PortalArjuna.Net – Keputusan Kementerian Pendidikan Tinggi, Sains, dan Teknologi (Kemendikti Saintek) untuk memangkas anggaran beasiswa, termasuk program Kartu Indonesia Pintar (KIP) Kuliah, memicu reaksi keras dari masyarakat, terutama mahasiswa penerima KIP
Isu ini menjadi perbincangan hangat di media sosial, terutama di platform X (Twitter) dan TikTok. Salah satu unggahan yang mendapat perhatian luas berasal dari akun TikTok @notsanta, yang mengungkap bahwa kebijakan ini berpotensi membuat 663.821 mahasiswa kehilangan kesempatan untuk melanjutkan pendidikan.
“Selamat datang di Indonesia cemas 2025, karena sebanyak 663.821 mahasiswa terancam putus kuliah karena pemotongan anggaran pada program KIP kuliah” ungkapnya dalam video yang diunggah pada(14/02/2025)
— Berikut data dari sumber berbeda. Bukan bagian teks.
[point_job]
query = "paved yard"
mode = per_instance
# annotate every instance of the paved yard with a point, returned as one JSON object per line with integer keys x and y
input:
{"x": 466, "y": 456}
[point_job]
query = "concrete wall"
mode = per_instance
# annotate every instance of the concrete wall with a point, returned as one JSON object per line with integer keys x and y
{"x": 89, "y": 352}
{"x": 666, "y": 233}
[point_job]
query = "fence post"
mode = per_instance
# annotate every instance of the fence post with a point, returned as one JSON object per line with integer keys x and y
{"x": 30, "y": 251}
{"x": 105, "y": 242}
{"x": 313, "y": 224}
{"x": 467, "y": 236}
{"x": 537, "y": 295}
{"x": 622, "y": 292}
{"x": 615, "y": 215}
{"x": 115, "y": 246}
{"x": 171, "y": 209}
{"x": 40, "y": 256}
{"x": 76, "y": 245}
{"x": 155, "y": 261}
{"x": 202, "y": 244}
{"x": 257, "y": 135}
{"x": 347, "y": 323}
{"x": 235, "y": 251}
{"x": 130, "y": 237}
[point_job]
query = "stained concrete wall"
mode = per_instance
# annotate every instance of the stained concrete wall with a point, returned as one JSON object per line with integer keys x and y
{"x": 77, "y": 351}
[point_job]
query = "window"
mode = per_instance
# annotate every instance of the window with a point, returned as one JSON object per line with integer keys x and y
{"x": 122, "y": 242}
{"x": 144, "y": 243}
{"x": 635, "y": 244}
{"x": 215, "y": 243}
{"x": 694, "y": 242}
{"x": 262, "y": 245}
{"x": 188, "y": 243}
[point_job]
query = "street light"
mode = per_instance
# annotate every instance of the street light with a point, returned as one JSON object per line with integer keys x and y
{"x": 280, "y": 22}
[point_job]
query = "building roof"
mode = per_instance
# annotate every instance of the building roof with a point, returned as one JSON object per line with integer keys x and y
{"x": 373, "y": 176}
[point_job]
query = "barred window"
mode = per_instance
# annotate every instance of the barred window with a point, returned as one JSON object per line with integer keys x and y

Tidak hanya itu saja Negara juga lebih memilih Pendidikan dan Kesehatan menjadi prioritas pendukung daripada makanan bergizi gratis,negara juga mengangkat orang-orang tertentu untuk menjadi staf khusus.
“padahal yang harus di efesiensi kan adalah kabinet yang gemuk dan bukan pendidikan” ucap pemilik akun Tiktok @notsanta di akhir vidio.
Unggahan tersebut langsung memancing reaksi dari warganet. Banyak yang menyayangkan langkah pemerintah dalam memangkas anggaran pendidikan dan menilai bahwa kebijakan ini kurang berpihak kepada mahasiswa.
Hingga saat ini, pihak Kemendikti Saintek belum memberikan tanggapan resmi terkait pemangkasan anggaran tersebut. Mahasiswa dan akademisi berharap pemerintah dapat meninjau kembali kebijakan ini agar akses pendidikan tetap terbuka bagi generasi muda Indonesia.